Don't know why, but in these last years I anger quickly at things that don't work, packets that don't open, things that block my way and slow me down, people who don't think or do their job as I think they should. If I'm not getting old I'm sure getting crotchety.

We settled down and flipped through channels, controls, input options and everything else you do when you buy a new gadget. Bu I'm concerned I've broken the magic of the last two days, which I desperately don't want to do.

Up to my bedroom and, once my head hit the pillow, I didn't feel sleepy, so I watched a movie Marcia had downloaded - "Get Smart", another spy spoof where the guy who always screws up gets to be the hero. There' s some input by Mel Brooks, so it was humorously loopy. Good thing to go to sleep on.

Monday, December 22, 2008

From Chicago to home


Three hours late taking off, the apparent reason being the ice on various panels was delaying the unload and load of cargo, bags etc. Maybe. Like it isn't always cold up in the air and isn't snowy and icy in Zurich and Chicago during winter ..

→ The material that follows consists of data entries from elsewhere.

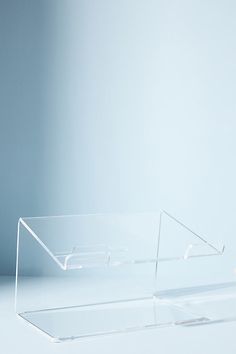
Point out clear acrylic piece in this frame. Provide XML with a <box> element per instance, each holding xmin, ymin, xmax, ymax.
<box><xmin>15</xmin><ymin>211</ymin><xmax>236</xmax><ymax>341</ymax></box>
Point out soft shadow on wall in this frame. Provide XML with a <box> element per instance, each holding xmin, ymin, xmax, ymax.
<box><xmin>0</xmin><ymin>0</ymin><xmax>159</xmax><ymax>274</ymax></box>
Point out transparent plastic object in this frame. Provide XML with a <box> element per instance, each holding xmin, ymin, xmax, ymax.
<box><xmin>15</xmin><ymin>211</ymin><xmax>236</xmax><ymax>342</ymax></box>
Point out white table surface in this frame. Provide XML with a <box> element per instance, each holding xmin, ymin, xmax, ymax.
<box><xmin>0</xmin><ymin>277</ymin><xmax>236</xmax><ymax>354</ymax></box>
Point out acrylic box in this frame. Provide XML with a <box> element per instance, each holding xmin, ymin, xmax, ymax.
<box><xmin>15</xmin><ymin>211</ymin><xmax>236</xmax><ymax>342</ymax></box>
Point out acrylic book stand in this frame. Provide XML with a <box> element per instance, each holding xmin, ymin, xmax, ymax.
<box><xmin>15</xmin><ymin>211</ymin><xmax>236</xmax><ymax>342</ymax></box>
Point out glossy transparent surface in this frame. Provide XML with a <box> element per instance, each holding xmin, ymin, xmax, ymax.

This time I was stuck in the middle of the middle section of the seats and, naturally, the guy to my right was ugly and fat, a man who couldn't stop splaying his legs and elbows into my space. Fortunately on the other side of me was a chatty, humorous and happily non-conformist young woman. Family all over the place, conversant in at least three languages, confident enough to, in true American fashion, tell all in 15 minutes (something I'm always criticized for doing). Zany enough to laugh at my sense of the ridiculous. I enjoy traveling, notwithstanding my constant critiques of increasingly crappy service, and meeting people like this is always fun.

Like the transient sand art of Tibetan monks, part of the pleasure is in knowing that this is the one contact I will ever have with this person.

I managed to sleep most of the flight; the movie I saw was "Wanted", entirely forgettable and definitely not worth paying money for, either at the theater or as rental. Not even worth downloading.

The plane arrived way too late for me to connect to Nice. All of these airports now sprawl so much that it takes upwards of 20 minutes to get from gate to gate. I checked the transfers and fortunately could still get to Nice the same day, arriving about 4 hours later than the original schedule.

I went to the Swiss Air lounge and, surprise, I was allowed in. Not only that, but I was able to take a shower too, which after two days travel was a godsend. Chilled out there, wandered around the concourse, bought some more presents, went down to the departure gate and boarded the flight for Nice.

The sun was just setting, as we climbed, the dark silhouette of the Alps was framed by a deep red strip proclaiming the end of the day, slipping away from the indigo of the night. Some lights were visible in the valleys before they were lost beneath low lying clouds. It was a very magical flight down to the sea.

Got through pass control and customs very quickly and within a few minutes Marcia had arrived. We drove into the center of Nice, had a dinner at Buffalo Joe's, a Texas-style restaurant franchise that makes tasty food. Then we went home, where Marcia sohowed me all the things she had done for Christmas, including decorating the tree solo, wrapping presents. Marcia is very precious to me.

Within a short while, I was in bed and deep asleep.